Router(config-subif)#encapsulation dot1q 20
Router(config-subif)#ip address 192.168.10.186 255.255.255.248
Router(config-subif)#standby 20 ip 192.168.10.190
Router(config-subif)#no shut
Router(config-subif)#
%HSRP-6-STATECHANGE: GigabitEthernet1/0.20 Grp 20 state Speak -> Standby

Everything seems to work for now. Not sure if this is correct, I also need to redo subnets because I didn't account for the vlans.

John1997 · ‎04-25-2022

And this is for NAT:

Router>en
Router#conf t
Enter configuration commands, one per line.  End with CNTL/Z.
Router(config)#access-list 10 permit 192.168.10.176 0.0.0.7
Router(config)#access-list 20 permit 192.168.10.184 0.0.0.7
Router(config)#ip nat pool test 1.1.1.1 1.1.1.1 netmask 255.255.255.252
Router(config)#ip nat inside source list 10 pool test overload
Router(config)#ip nat inside source list 20 pool test overload
Router(config)#int g0/0
Router(config-if)#ip nat outside
Router(config-if)#int g1/0.10
Router(config-subif)#ip nat inside
Router(config-subif)#int g1/0.20
Router(config-subif)#ip nat inside
Router(config-subif)#
Router(config-subif)#end

For testing I had to change cloud-pt into a router:

This setup seems to work again. Am I doing everything correctly?

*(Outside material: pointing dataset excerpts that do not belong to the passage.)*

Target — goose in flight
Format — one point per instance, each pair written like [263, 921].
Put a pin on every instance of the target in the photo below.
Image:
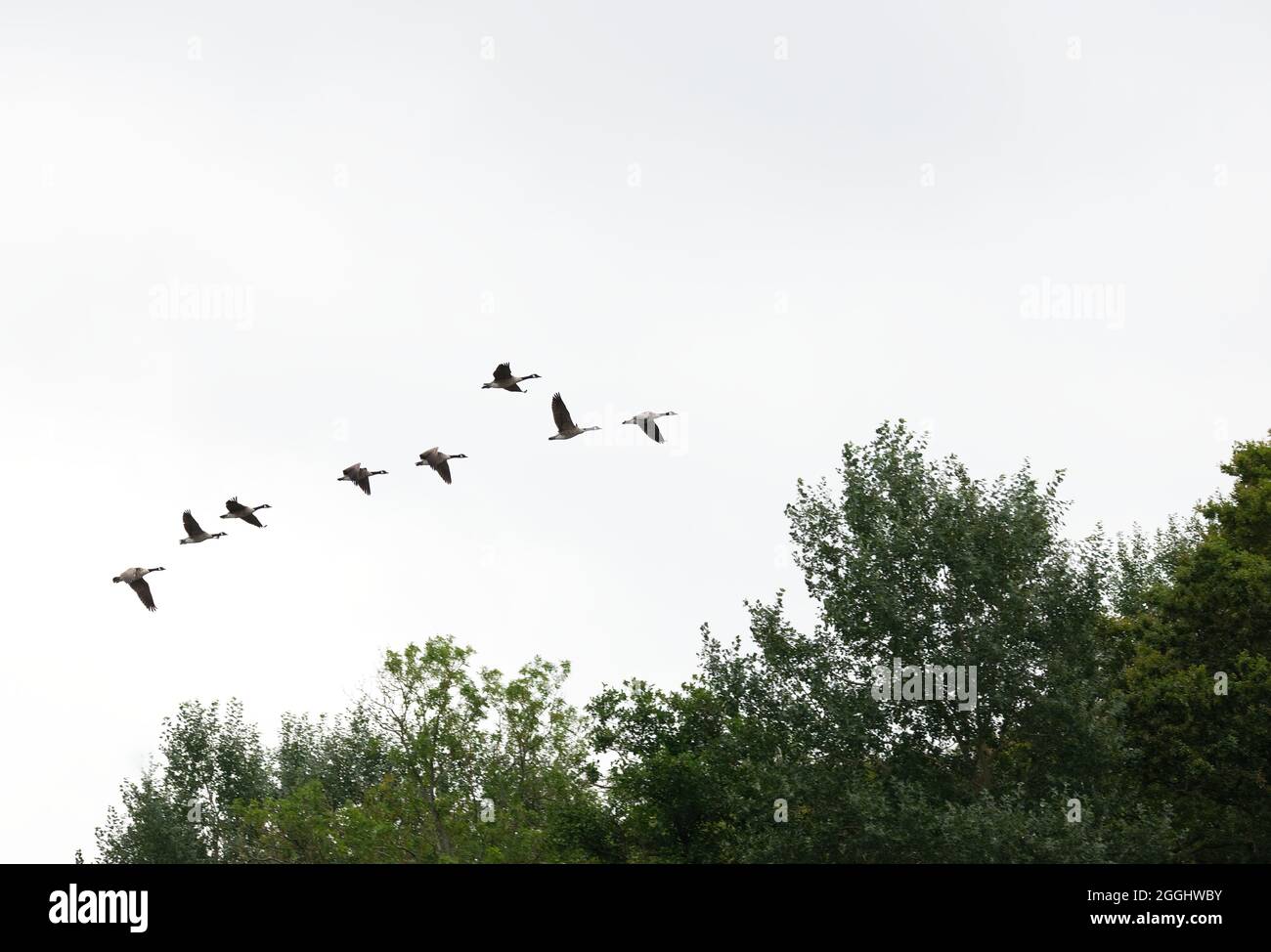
[436, 459]
[135, 578]
[360, 474]
[647, 421]
[237, 510]
[504, 379]
[194, 533]
[566, 427]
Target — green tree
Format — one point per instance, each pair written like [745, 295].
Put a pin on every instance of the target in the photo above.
[1199, 688]
[911, 559]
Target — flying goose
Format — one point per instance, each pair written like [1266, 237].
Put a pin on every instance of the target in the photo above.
[566, 427]
[237, 510]
[436, 459]
[504, 379]
[135, 578]
[360, 474]
[194, 534]
[647, 421]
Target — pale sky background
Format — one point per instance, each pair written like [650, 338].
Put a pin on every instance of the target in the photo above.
[646, 205]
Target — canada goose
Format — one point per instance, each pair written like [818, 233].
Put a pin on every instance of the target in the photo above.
[436, 459]
[135, 578]
[194, 534]
[566, 427]
[647, 421]
[504, 379]
[360, 474]
[237, 510]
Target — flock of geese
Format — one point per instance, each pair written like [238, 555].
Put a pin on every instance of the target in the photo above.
[360, 476]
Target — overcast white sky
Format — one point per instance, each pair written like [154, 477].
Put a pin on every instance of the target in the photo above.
[784, 221]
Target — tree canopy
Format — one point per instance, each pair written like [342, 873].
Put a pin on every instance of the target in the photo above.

MHM Cisco World · ‎04-25-2022

As I understand you use PKT for lab then you will do it in real network ? If yes then there are many command missing from the PKT, I prefer use GNS3 "there is dumy SW" and config interface without sub interface and test NAT.

stateful NAT for HSRP command
ip nat stateful id id-number {redundancy name mapping-id map-number}

ip nat pool name start-ip end-ip prefix-length prefix-length

ip nat inside source {route-map name pool pool-name mapping-id map-number} [overload]

John1997 · ‎04-25-2022

No, this is purely just for PKT

John1997 · ‎04-26-2022

Hello again,

I tried configuring SNAT, but it seems Packet Tracer doesn't support this? I keep getting "Invalid input detected". It this supposed to happen or am I doing something wrong?

MHM Cisco World · ‎04-26-2022

As I mention before PKT have many limitation. this is one of them.

Flavio Miranda · ‎04-25-2022

Looks Ok.

show nat translation should give you the answer if works or not.

Flavio Miranda · ‎04-26-2022

Let me see.

When share script like that, please, put the script in a wordpad or notepad file and attach the file. As you can see, this forum does not hold the format and it is very messy to read.